Neue Corona-Verschärfungen beschlossen - Sorge vor Kontrollverlust

Im Sommer waren die Corona Fallzahlen niedrig. Doch die
Verschnaufpause war nur kurz. Mit dem Herbst klettern die Zahlen
immer schneller, jetzt sogar auf einen Rekordwert. Die Politik stemmt
sich mit neuen Auflagen dagegen. Es gibt eine große Sorge.

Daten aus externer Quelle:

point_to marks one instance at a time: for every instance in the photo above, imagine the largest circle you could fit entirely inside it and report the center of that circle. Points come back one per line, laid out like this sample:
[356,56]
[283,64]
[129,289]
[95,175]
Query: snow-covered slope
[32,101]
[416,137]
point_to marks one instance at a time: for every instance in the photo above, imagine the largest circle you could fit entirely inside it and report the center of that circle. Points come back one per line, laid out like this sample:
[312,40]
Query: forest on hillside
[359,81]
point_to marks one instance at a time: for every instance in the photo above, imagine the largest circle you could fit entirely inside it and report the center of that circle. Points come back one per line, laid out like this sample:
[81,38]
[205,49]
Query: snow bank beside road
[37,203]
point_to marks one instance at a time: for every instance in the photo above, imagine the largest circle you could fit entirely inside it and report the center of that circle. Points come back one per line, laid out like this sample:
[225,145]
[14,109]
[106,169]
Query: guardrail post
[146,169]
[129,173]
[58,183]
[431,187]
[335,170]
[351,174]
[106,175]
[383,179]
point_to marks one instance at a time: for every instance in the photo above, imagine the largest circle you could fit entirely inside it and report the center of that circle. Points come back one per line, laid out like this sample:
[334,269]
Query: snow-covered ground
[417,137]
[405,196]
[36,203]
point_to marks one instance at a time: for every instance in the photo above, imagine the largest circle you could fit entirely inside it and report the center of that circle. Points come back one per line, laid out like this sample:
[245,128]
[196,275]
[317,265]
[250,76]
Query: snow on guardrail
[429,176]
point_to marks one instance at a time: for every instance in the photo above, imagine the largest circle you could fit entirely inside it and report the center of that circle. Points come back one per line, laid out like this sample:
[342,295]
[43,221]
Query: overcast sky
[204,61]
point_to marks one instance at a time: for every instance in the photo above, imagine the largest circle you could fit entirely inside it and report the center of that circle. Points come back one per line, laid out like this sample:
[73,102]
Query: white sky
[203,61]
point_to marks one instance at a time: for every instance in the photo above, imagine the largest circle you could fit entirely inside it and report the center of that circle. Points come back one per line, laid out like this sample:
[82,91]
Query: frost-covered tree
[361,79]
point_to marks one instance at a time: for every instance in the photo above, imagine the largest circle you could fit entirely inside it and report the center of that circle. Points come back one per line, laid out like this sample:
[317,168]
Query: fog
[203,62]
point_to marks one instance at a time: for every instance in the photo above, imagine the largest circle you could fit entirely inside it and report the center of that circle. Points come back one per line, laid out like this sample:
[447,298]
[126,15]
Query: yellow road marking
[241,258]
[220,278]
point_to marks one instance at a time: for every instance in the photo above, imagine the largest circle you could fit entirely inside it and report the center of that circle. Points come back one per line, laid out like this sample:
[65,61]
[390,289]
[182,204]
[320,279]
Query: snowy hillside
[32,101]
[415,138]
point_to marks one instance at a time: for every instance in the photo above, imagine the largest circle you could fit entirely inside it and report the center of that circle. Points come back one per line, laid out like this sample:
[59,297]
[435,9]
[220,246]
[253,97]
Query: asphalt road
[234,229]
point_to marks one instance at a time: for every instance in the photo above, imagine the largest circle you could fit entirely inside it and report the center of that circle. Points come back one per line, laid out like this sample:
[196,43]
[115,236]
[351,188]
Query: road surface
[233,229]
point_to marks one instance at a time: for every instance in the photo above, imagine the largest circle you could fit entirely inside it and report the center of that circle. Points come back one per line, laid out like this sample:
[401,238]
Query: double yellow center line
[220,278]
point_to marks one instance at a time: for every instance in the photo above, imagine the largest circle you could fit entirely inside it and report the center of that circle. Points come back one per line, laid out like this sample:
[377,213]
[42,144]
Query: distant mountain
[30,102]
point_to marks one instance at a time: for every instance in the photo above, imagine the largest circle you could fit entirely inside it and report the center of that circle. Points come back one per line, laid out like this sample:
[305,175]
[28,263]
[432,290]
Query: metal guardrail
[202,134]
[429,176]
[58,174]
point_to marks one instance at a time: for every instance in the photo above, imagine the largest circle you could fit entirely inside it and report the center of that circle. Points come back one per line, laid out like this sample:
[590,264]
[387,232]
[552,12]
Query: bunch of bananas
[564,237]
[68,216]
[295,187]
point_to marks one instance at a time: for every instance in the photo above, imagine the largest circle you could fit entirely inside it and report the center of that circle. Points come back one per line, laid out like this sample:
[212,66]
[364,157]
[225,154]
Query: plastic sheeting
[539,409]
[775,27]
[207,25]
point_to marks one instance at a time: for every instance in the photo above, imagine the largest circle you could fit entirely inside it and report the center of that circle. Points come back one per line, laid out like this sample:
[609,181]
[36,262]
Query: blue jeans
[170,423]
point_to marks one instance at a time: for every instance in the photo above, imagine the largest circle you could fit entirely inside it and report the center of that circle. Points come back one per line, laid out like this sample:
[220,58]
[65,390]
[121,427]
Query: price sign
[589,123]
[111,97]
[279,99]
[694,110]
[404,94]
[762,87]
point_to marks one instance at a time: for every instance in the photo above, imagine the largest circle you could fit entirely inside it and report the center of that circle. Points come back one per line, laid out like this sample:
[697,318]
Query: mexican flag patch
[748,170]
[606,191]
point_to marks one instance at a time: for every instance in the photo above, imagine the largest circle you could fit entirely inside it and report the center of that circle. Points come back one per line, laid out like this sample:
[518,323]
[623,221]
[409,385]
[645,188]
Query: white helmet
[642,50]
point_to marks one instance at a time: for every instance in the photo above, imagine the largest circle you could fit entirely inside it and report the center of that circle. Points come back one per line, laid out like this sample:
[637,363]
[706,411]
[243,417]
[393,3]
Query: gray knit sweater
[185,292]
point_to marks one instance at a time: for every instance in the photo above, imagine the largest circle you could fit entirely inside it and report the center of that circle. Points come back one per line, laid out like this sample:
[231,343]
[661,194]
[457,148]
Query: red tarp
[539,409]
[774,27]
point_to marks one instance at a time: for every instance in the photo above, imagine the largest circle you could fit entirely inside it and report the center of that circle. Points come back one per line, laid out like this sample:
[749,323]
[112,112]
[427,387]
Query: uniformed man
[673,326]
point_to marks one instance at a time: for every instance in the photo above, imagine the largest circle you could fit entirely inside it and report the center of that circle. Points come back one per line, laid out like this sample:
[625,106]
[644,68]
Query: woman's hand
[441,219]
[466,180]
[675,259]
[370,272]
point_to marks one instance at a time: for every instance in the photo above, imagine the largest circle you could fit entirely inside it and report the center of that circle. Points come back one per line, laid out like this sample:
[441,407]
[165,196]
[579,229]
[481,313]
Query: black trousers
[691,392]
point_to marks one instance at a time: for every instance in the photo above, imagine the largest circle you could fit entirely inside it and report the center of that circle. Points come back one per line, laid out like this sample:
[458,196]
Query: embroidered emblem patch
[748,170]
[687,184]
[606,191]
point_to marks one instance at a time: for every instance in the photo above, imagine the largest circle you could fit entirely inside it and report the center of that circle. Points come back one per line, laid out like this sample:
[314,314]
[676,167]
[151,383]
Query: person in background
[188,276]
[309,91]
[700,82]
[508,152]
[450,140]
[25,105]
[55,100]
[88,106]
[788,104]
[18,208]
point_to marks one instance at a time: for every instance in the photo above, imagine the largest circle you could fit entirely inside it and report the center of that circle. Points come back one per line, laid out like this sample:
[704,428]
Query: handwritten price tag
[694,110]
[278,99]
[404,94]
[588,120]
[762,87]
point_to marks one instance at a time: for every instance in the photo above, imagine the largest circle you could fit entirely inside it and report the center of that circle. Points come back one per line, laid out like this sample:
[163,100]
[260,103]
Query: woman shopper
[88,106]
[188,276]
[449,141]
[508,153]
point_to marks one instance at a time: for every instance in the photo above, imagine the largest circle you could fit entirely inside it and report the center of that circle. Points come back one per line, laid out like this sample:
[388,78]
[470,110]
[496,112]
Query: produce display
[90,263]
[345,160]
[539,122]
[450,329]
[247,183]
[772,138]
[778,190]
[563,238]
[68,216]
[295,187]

Berlin (dpa) - Mit härteren Corona-Auflagen hoffen Bund und Länder
den rasanten Anstieg der Infektionszahlen insbesondere in deutschen
Risikoregionen einzudämmen. Ihre Beschlüsse nach achtstündigen
Beratungen im Kanzleramt stießen am Donnerstag zum Teil auf deutliche
Kritik. So zeigte sich der Deutsche Städtetag skeptisch, ob die
Maßnahmen ausreichen werden. Daran hatten am Vorabend auch Kanzlerin
Angela Merkel (CDU) und Bayerns Ministerpräsident Markus Söder (CSU)
Zweifel geäußert. Sie machten deutlich, dass andernfalls schärfere
Maßnahmen folgen würden. Kritisiert wurde am Donnerstag auch, dass
bei der Konferenz nicht die umstrittenen Beherbergungsverbote für
Reisende aus innerdeutschen Risikogebieten gekippt wurden.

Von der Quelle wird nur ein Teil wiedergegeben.